スケールインするときには、実行中のタスクが中断されないように注意しなければなりません。 AutoScaling にはライフサイクルフックというしくみがあり、AutoScaling によってあるインスタンスが terminating 状態になってから実際に terminate されるまでの間に終了処理を行えるようになっています。 ライフサイクルフックによって terminate が決定したときは AWS Lambda 経由でそのインスタンスに特別なタグをつけるようにしています。 各インスタンスは定期的に自分自身のタグをチェックし、もし特殊なタグがついていれば自分自身を DeregisterContainerInstance してサービスアウトし、その後ライフサイクルを継続させます。 もしそのインスタンス内でタスクが実行中であれば DeregisterContainerInstance は失敗するので、成功するまで DeregisterContainerInstance を実行し続けるようにしています。
今後の課題
ECS を利用しているとコンテナインスタンスのスケールアウトはしやすい一方で、スケールインをするには現状いくつかの工夫が必要になっています。 比較的短時間で終了するタスク専用のクラスタであれば DeregisterContainerInstance を成功するまで叩き続けるという方法でスケールインできるようになりましたが、 長時間実行が続くようなタスクが実行されてる場合や ECS の service を使っている場合など、すべての場合で自動的にスケールインすることはまだできていません。 このようなケースでもスケールインする方法を考える必要があります。

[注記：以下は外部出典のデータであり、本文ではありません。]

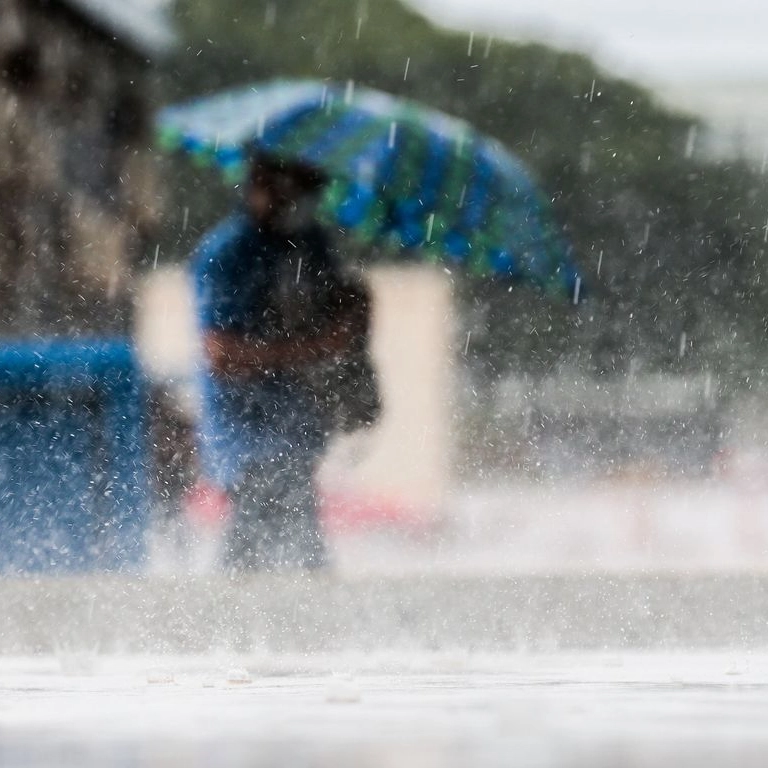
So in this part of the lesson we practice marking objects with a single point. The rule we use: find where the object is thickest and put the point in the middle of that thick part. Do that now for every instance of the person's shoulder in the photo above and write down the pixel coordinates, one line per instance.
(223, 234)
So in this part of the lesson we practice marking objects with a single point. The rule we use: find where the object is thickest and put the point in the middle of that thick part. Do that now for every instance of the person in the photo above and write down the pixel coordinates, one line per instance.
(285, 349)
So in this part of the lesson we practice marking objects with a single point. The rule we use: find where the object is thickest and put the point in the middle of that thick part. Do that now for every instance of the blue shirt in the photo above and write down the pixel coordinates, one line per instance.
(261, 285)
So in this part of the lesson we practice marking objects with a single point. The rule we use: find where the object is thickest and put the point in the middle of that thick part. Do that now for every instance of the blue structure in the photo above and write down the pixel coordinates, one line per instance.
(73, 456)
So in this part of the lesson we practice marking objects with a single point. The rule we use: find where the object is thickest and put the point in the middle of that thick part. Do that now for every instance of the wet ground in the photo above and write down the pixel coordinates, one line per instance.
(590, 710)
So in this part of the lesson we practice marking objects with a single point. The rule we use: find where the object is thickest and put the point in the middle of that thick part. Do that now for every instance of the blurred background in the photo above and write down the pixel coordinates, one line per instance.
(519, 432)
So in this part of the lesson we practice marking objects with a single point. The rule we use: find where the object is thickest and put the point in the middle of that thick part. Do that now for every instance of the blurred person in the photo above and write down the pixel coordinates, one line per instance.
(285, 349)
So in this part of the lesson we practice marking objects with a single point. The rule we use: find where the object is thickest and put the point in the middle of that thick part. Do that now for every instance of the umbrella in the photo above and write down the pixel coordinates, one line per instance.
(401, 174)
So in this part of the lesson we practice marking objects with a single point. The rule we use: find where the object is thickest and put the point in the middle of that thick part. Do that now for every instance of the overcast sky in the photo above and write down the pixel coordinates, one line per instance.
(654, 40)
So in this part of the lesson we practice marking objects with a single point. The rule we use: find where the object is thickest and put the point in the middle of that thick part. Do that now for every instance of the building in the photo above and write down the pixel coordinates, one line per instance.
(79, 196)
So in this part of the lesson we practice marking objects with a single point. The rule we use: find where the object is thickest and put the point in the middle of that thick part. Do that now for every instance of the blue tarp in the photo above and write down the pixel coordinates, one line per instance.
(73, 456)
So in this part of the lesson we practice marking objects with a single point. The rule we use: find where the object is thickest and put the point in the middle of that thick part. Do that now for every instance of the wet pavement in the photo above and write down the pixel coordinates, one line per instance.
(590, 710)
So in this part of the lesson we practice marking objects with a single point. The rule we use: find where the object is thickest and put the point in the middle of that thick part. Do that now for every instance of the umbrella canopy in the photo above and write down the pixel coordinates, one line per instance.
(401, 174)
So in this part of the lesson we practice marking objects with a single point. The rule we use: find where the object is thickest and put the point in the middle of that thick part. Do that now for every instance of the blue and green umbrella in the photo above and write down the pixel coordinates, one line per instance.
(401, 174)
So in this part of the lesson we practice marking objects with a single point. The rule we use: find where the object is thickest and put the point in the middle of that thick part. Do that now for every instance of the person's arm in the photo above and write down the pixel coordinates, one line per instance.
(231, 353)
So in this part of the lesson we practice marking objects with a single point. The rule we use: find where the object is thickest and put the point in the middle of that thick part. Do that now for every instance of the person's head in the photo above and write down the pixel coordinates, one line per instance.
(281, 193)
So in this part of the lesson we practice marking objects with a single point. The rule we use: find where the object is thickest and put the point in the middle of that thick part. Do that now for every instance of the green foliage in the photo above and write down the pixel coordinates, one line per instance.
(671, 243)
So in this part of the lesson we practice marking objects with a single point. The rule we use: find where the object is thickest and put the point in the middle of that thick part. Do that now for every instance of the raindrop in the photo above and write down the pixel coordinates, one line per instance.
(690, 141)
(392, 134)
(430, 224)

また、スケールアウトをするタイミングが現状は実際にリソースが不足したときになっており、一時的にジョブの実行が遅れることになります。 AutoScaling グループの desired capacity を変えてからインスタンスが起動してコンテナインスタンスとして登録されるまで3分ほどかかっています。 ジョブの実行ができるだけ遅れないようにするためには、インスタンスの起動を高速化する他に、リソースの使用状況の履歴から必要そうなときにあらかじめスケールアウトしておく方法があります。 しばらくはどういう状況のときに実際にリソースが不足してスケールアウトしているかを観察し、その結果をもとにスケールアウトする基準をどうするかを決めようと考えています。
まとめ
Docker や ECS をオフラインのジョブで利用するメリットと、実際にどう利用しているかについて紹介しました。 今後も ECS 自体の改善を注視しつつ、アプリケーション実行環境の利便性を高めながらもできるだけコストを抑えられるように改善していきたいと思っています。